Wo waren Sie eigentlich, als es los ging?“, fragte ich unbefangen den fremden Mann, der neben mir stand.
„Zu Hause,“ antwortete er und ließ sein Blick gedankenvoll in die Ferne schweifen. „Beinahe hätte ich den ganzen Rummel verschlafen. Ich kam gerade von der Schicht und bin todmüde ins Bett gefallen, als meine Frau mich aufrüttelte. Kein Wort wollte ich von dem glauben, was sie vor Aufregung nur stammelnd von sich gab.“
Sein Dialekt ließ erkennen, dieser Herr kam aus Berlin.
„Halten Sie mich bitte nicht für unverschämt, aber, kommen sie vielleicht aus dem Ostteil der Stadt?“
Lächelnd bestätigte er die Frage.
„Ich bin sogar einer, der gar nicht weit weg von dem antifaschistischen Schutzwall wohnte.“
Einer inneren Eingebung folgend umarmte ich den Mann herzlich und drückte ihn ganz feste. Er war genauso überrascht wie die Verkäuferin, doch machte keinen Versuch sich zu wehren.
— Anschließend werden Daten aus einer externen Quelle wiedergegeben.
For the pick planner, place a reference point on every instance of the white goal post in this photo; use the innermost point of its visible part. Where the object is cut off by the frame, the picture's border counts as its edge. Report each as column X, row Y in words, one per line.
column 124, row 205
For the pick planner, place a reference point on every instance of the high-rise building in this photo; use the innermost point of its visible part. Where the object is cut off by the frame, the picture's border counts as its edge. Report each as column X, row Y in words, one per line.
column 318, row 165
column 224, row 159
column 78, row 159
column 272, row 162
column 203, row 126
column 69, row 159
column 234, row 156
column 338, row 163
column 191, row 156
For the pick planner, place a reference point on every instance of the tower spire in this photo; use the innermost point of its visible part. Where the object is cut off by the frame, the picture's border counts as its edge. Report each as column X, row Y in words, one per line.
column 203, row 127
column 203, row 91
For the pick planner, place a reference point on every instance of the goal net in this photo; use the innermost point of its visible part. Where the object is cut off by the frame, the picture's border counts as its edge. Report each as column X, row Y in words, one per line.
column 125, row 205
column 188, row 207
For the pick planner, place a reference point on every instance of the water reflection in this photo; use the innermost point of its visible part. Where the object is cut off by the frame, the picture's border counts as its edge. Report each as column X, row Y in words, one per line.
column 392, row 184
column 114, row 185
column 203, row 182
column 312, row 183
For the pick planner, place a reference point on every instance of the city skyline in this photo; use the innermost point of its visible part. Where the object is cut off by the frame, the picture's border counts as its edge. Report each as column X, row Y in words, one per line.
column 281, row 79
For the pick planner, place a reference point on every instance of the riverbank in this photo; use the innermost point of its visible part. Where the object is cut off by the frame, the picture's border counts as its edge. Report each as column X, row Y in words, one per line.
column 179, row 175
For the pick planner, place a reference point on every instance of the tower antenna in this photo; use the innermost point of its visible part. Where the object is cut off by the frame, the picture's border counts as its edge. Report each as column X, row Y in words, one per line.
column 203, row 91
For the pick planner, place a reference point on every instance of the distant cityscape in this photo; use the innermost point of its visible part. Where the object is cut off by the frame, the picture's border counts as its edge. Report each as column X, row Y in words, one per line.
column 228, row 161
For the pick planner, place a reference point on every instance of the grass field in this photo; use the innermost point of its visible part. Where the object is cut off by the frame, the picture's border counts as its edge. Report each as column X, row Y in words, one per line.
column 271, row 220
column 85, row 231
Als ich ihn wieder los ließ, entschuldigte ich mich für mein emotional übertriebenes Verhalten und versicherte ihm, dass ich lange schon den Wunsch hegte das nachzuholen, was mir damals entgangen war.
Nachdem ich noch ein paar nette Worte mit dem fremden Herrn gewechselt hatte griff ich nach der Tüte auf der Theke, bezahlte und verließ die Bäckerei.
Gut gelaunt ging ich nach Hause.
Dort angekommen stellte ich zuerst die Kaffeemaschine an und deckte dann den Frühstückstisch. Bis ins Schlafzimmer strömte das verlockende Aroma.
„Guten Morgen. Das ist aber lieb von dir, mich auf diese Art zu wecken,“ gegrüßte mich mein Mann verschlafen und gab mir einen Kuss auf die Wange.
Wir setzten uns gegenüber und währenddessen er genussvoll in sein Puddingstückchen biss, erzählte ich ihm, wie ich einen wildfremden Herrn umarmte, nur weil er aus Ostberlin stammt.
„Du hast was getan?“
Verständnislos sah mich mein Mann an. „Das klingt ja ganz schön irre. So was kannst du doch nicht machen. Wie hat er denn reagiert? Ich meine, du kennst ihn doch gar nicht.“
„Ach, er hat es genau so aufgefasst, wie ich es gemeint habe. Als eine verspätete Begrüßung in den Westen. Mehr war nicht und ich kann sagen, er hat sich sehr darüber gefreut. Vor allem deshalb, weil es so überraschend für ihn war.“
„Dich kann man aber auch keinen Augenblick unbeobachtet lassen. Fällst so mir nichts, dir nichts, wildfremden Leuten um den Hals. Du bist und bleibst ein verrücktes Huhn, wenn deine Emotionen mit dir durchgehen.“
„Darf ich darauf aufmerksam machen, dass du dich gerade deshalb in mich verliebt hast?“
Widerstrebend gab er es zu.
„Und was machen wir jetzt mit dem angebrochenen Vormittag?“, fragte er, um das Thema zu wechseln.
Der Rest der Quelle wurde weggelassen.